Jürgen Maass: Soziale Kompetenz auch an der Uni bitter nötig Neues Zentrum für Lehrende, Studis & Wirtschaft

von Peter Affenzeller

 

KEPLER UNI. Der Name ist sperrig, der Begriff schwammig, die Absicht edel: Das "Interdisziplinäre Zentrum für soziale Kompetenz" will Lehrenden und Studenten an der Uni und Kursteilnehmern von außen die Fähigkeit vermitteln, besser miteinander umzugehen.

"Es weiß zwar keiner so genau, was soziale Kompetenz eigentlich ist, aber alle brauchen sie unbedingt", spöttelt Jürgen Maaß, Dozent für Didaktik der Mathematik und Weiterbildung am Institut für Analysis und Numerik der Kepler Uni.

 Tauziehen um Ansiedelung

Maaß sorgt für die Öffentlichkeitsarbeit des Zentrums, das derzeit als loser Verband zwischen und über den drei Fakultäten angesiedelt ist. Denn noch tobt die Diskussion, ob es zu einem eigenen Institut etwa unter dem Dach der Sozial- und Wirtschaftswissenschaftlichen Fakultät werden oder als Verein seinen interdisziplinären Charakter behalten soll.
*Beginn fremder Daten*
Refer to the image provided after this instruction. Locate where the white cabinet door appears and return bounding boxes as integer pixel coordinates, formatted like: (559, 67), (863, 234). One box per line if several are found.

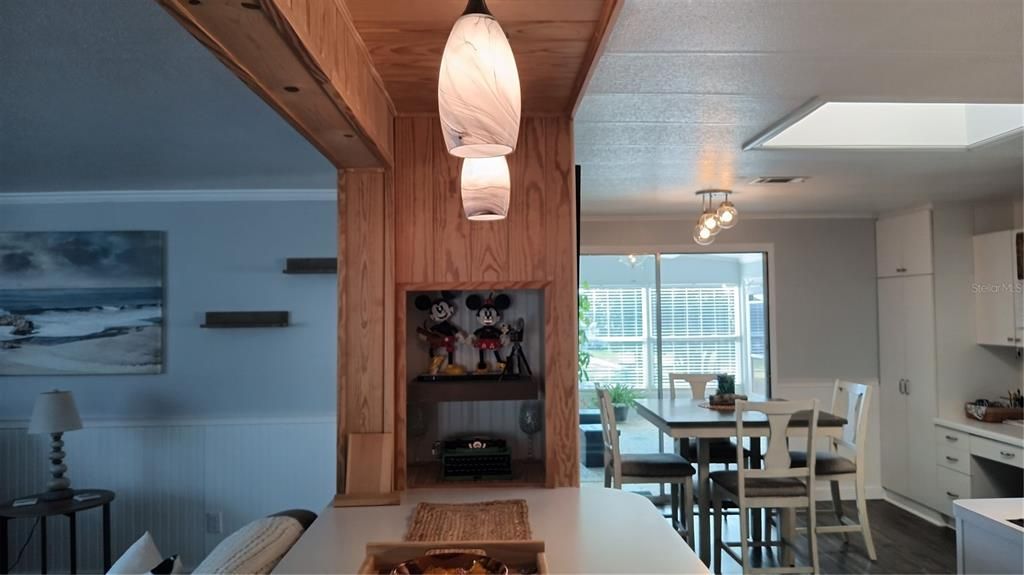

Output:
(894, 210), (933, 275)
(874, 218), (903, 277)
(1013, 231), (1024, 339)
(874, 210), (933, 277)
(900, 275), (938, 506)
(974, 231), (1020, 346)
(878, 277), (909, 495)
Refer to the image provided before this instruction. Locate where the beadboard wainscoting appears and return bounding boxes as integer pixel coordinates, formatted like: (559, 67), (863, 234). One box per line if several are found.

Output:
(0, 416), (336, 573)
(772, 378), (884, 500)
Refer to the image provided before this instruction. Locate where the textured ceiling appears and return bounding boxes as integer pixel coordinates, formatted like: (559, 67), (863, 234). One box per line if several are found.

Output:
(0, 0), (336, 191)
(575, 0), (1024, 215)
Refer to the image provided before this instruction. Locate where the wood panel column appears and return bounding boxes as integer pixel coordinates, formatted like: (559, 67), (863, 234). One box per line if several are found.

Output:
(336, 165), (394, 497)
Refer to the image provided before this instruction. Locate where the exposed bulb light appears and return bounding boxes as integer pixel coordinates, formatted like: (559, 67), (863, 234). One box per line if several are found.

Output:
(718, 200), (739, 229)
(462, 156), (512, 221)
(698, 208), (722, 235)
(693, 189), (738, 241)
(693, 224), (715, 246)
(437, 0), (522, 158)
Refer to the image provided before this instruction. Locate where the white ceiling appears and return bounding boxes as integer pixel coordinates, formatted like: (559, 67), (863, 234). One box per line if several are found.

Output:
(575, 0), (1024, 215)
(0, 0), (336, 192)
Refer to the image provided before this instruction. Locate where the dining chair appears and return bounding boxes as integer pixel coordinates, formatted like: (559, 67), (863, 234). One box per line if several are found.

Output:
(790, 380), (878, 561)
(597, 388), (696, 547)
(711, 399), (819, 574)
(669, 372), (750, 469)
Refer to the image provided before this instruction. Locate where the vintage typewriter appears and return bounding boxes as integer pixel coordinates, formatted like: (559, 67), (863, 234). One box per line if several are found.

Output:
(440, 437), (512, 481)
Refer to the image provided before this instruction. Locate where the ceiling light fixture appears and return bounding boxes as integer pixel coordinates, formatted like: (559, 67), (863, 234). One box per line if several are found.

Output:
(743, 98), (1024, 150)
(437, 0), (522, 158)
(693, 189), (739, 241)
(462, 156), (512, 221)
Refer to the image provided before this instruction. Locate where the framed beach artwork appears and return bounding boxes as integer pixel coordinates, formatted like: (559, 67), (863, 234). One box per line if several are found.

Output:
(0, 231), (164, 375)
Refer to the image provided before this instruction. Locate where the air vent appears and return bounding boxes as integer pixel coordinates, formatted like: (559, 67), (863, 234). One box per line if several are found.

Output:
(748, 176), (807, 184)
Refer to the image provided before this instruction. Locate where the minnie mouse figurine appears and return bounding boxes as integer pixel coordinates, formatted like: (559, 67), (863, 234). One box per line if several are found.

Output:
(414, 292), (466, 375)
(466, 293), (512, 372)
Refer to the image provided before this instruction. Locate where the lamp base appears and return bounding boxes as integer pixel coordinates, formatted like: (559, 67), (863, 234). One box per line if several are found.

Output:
(39, 489), (75, 501)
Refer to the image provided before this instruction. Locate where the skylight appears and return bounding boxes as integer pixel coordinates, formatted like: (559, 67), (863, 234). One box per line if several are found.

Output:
(744, 102), (1024, 149)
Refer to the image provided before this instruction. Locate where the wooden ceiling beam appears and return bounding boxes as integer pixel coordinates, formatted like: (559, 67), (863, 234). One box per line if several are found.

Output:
(157, 0), (394, 168)
(568, 0), (623, 117)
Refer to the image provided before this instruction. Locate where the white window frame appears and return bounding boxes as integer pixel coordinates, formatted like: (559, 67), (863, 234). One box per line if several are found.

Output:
(580, 241), (781, 395)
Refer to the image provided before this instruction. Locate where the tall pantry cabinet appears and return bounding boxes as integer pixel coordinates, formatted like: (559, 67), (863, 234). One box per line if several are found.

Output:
(876, 210), (938, 507)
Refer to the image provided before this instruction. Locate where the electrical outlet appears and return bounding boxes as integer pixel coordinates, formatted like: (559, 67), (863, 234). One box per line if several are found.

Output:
(206, 512), (224, 534)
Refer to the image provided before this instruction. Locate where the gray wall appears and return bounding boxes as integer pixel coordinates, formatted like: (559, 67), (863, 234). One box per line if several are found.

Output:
(581, 219), (879, 382)
(0, 196), (337, 418)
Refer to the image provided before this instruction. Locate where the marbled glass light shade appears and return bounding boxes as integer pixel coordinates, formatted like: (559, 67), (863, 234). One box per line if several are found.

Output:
(462, 156), (512, 221)
(437, 2), (522, 158)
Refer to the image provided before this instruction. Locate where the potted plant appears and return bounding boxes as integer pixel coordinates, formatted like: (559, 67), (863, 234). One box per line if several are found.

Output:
(607, 384), (640, 422)
(708, 373), (746, 406)
(577, 281), (594, 385)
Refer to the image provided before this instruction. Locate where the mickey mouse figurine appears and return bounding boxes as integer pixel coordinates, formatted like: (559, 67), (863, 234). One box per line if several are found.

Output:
(414, 292), (466, 375)
(466, 293), (512, 372)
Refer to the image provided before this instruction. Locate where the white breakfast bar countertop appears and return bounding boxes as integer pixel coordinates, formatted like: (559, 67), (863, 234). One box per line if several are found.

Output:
(934, 416), (1024, 447)
(273, 486), (709, 574)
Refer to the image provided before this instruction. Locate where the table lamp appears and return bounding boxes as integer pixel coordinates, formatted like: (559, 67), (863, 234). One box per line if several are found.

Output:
(29, 390), (82, 501)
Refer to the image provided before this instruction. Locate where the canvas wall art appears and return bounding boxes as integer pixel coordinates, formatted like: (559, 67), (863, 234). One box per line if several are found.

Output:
(0, 231), (164, 375)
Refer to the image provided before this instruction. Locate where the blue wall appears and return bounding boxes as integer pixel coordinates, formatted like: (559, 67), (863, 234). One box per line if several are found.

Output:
(0, 194), (337, 418)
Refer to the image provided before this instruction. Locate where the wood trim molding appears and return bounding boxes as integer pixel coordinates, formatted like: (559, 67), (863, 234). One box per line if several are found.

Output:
(157, 0), (394, 168)
(337, 170), (395, 494)
(567, 0), (623, 118)
(0, 188), (338, 206)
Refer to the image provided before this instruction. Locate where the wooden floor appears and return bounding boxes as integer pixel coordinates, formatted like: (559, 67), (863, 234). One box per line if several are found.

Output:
(692, 500), (956, 574)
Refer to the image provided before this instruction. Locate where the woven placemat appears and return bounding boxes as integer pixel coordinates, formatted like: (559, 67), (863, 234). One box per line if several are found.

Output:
(406, 499), (530, 541)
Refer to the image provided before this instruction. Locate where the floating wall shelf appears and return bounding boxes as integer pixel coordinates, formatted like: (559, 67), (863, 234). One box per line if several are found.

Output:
(283, 258), (338, 274)
(200, 311), (289, 328)
(406, 378), (543, 403)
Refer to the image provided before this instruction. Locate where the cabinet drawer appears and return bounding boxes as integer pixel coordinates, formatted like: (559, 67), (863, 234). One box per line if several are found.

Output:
(935, 426), (971, 451)
(935, 444), (971, 475)
(971, 437), (1024, 469)
(936, 467), (971, 517)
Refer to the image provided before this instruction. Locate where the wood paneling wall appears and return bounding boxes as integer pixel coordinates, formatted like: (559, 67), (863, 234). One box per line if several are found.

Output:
(391, 117), (580, 488)
(338, 165), (395, 487)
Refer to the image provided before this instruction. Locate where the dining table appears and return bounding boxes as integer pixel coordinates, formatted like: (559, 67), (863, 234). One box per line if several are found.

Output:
(634, 395), (847, 565)
(273, 486), (709, 574)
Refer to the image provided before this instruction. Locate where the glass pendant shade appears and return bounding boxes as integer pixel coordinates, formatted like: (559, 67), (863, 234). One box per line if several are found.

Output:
(462, 156), (512, 221)
(697, 209), (722, 235)
(693, 224), (715, 246)
(437, 0), (522, 158)
(718, 200), (739, 229)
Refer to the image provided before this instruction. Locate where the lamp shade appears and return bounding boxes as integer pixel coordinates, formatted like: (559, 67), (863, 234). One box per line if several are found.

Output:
(29, 390), (82, 434)
(437, 0), (522, 158)
(462, 156), (512, 221)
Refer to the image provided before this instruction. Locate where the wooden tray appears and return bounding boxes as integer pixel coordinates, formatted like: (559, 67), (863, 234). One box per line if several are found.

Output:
(358, 541), (550, 575)
(964, 403), (1024, 424)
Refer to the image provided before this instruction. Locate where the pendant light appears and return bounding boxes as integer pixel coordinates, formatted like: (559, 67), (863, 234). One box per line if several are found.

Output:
(437, 0), (521, 158)
(462, 156), (511, 221)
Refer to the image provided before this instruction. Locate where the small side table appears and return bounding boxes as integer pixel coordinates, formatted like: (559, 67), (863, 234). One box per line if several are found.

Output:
(0, 489), (114, 574)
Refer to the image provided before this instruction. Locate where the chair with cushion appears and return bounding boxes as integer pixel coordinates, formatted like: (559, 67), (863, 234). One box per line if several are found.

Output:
(669, 373), (750, 469)
(790, 380), (878, 561)
(597, 389), (696, 547)
(711, 399), (818, 573)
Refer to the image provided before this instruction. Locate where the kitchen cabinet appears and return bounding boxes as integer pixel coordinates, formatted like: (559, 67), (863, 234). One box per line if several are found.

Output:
(874, 210), (933, 277)
(973, 230), (1024, 347)
(879, 275), (937, 506)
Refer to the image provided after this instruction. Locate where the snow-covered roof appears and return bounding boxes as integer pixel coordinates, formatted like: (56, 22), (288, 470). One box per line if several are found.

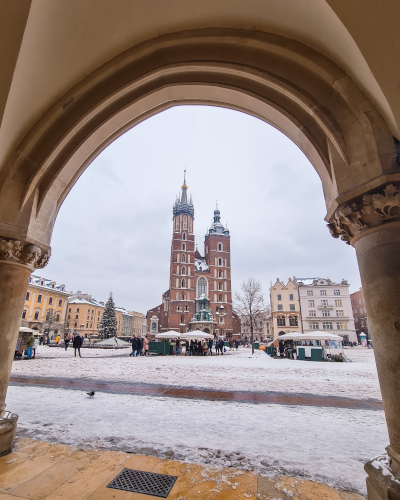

Zur sozialen Kompetenz nennt Maaß Beispiele, die gut zum Uni-Betrieb passen: Es gebe brillante Wissenschafter, die bei Lehrveranstaltungen "hereinschleichen, der Tafel nuschelnd erklären, wie alles geht und am Ende der Vorlesung wieder rausschleichen". Sie hätten einfach ein Problem damit, vor 100 oder mehr Studenten locker aufzutreten und mit Fragen und Unklarheiten umzugehen.
Oder das Beispiel des cleveren jungen Juristen, der eine Lücke in den Geschäftsbedingungen entdeckt, die die Firma ruinieren könnte: "Wenn der in Jeans und Schmuddel-Shirt beim Vorstand auftaucht und sagt "Wir müssen alles ändern´, hört ihm keiner zu", so Maaß.

 Kepler Uni Vorreiter

Soziale Kompetenz lässt sich teils mit Präsentationstechnik, aber auch mit Gesprächsführung und Einfühlungsvermögen umschreiben. Was es genau ist, ist Teil eines Forschungsprojekts: "Das ist ein Unterschied zwischen uns und den Fachhochschulen, dass wir nicht behaupten, alles ist perfekt, sondern dass wir selbstkritisch fragen und auch an theoretischen Grundlagen neuer Wissensgebiete arbeiten", sagt Maaß.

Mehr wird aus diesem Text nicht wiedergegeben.